Het inhoudelijk niveau van de aangedragen, en niet altijd beargumenteerde veronderstellingen varieert hierbij van goed tot bedroevend laag. Daar waar we als goed ingevoerde constructeurs nog een onderscheid kunnen maken tussen de zin en onzin, is dit voor de gewone Nederlander niet het geval. Hierdoor wordt het veelal negatieve beeld van de bouwsector met over elkaar buitelende partijen enkel versterkt. Het zou beter zijn als betrokkenen in dit soort situaties zich zouden beperken tot uitspraken die feitelijk juist zijn, en niet vooruitlopen op mogelijke conclusies van privaat ingeschakelde deskundigen en/of de Onderzoeksraad voor Veiligheid. Dit ondanks de soms aanwezige druk van de media om als betrokkene inhoudelijk te reageren op het incident.

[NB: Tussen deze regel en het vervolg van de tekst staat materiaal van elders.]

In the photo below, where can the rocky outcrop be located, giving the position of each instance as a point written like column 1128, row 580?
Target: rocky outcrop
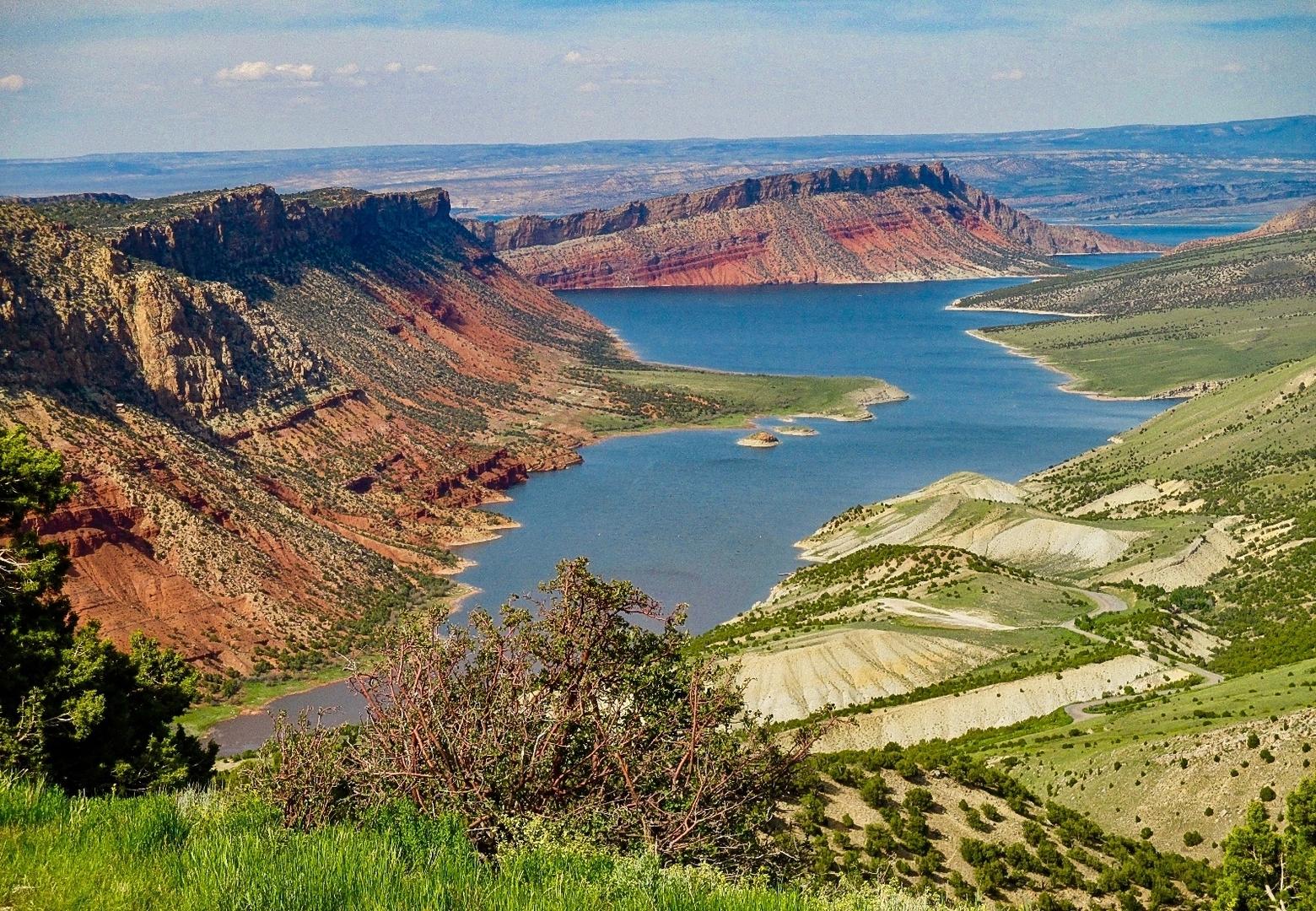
column 871, row 224
column 275, row 407
column 1301, row 218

Het mag u als lezer inmiddels duidelijk zijn dat ik in deze blog niet de intentie heb om ook een mening of veronderstelling over het instorten van het dak te lanceren. Het lezen van de eerste conlusies van de Onderzoeksraad voor Veiligheid heeft mij echter wel getriggerd om eens te kijken naar hoe we als betonconstructeurs eigenlijk met het fenomeen brosse breuk omgaan en de bepalingen vanuit de normen sinds mijn start als constructeur met elkaar te vergelijken.
In de VB 1974/1984 zijn in deel E, artikel 701.2.1, minimale wapeningspercentages opgenomen die alleen voor wanden en kolommen onder centrische druk afhankelijk zijn van de betondruksterkte van het toe te passen beton. Hierin wordt onderscheid gemaakt tussen beton met een kubusdruksterkte van B12,5 /B17,5 en B22,5 en hoger. Aanvullend is in artikel 701.2.2 opgenomen dat, behalve bij waterkerende vloeren en wanden, het wapeningspercentage bepaald volgens artikel 701.2.1 verlaagt mag worden naar 1,5 maal het volgens de berekening benodigde wapeningspercentage. Zeker bij de introductie van het voorschrift was het toepassen van hogere dan de in het artikel opgenomen betonkwaliteiten niet gebruikelijk..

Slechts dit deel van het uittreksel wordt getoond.